From Britain to Greece, and Spain to Slovenia, Muslim immigration and the accompanying rise of Islam are transforming the European way of life in ways unimaginable only a few years ago. What follows is a brief survey of 20 noteworthy stories involving Islam in Europe during just the month of September 2013.
The Reykjavík City Council has approved a building permit for the construction of the first mosque in Iceland.
Construction crews in Copenhagen have raised Denmark’s first minaret—the finishing touch on a colossal project to build the biggest mega-mosque in Scandinavia.
Hundreds of Muslim immigrants have rampaged through parts of the Swedish capital of Stockholm, torching cars and buses, setting fires, and hurling rocks at police.

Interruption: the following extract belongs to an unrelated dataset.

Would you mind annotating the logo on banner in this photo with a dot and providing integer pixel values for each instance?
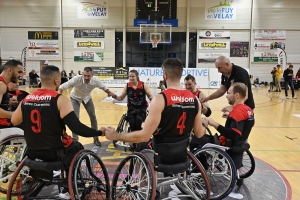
(92, 10)
(214, 44)
(218, 10)
(89, 44)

Lars Hedegaard, a well-known free speech activist and critic of Islam, narrowly escaped an assassination attempt outside his home in Copenhagen.Hedegaard has been at the vanguard of a decade-long effort to fight back against restrictions to free speech in Europe, especially speech that is critical of Islam.
The Dutch parliament has approved a motion to revoke a law that makes insulting God a crime. Free speech activists say the move represents a significant victory at a time when Muslim groups are stepping up pressure on European governments to criminalize the criticism of Islam and/or Mohammed.
Muslim immigrants in a town near Copenhagen have forced the cancellation of traditional Christmas displays this year even while spending lavishly on the Islamic Eid celebration marking the end of Ramadan.
Muslim protests over an American-made anti-Islamic YouTube film, Innocence of Muslims, have spread to more European cities.
A mosque in Stockholm has received initial approval to begin sounding public prayer calls from its minaret, the first time such permission has ever been granted in Sweden.
Finland’s political map has been redrawn in the aftermath of parliamentary elections on April 17, when the nationalist True Finns Party won more votes than the governing party and now stands on the cusp of political power.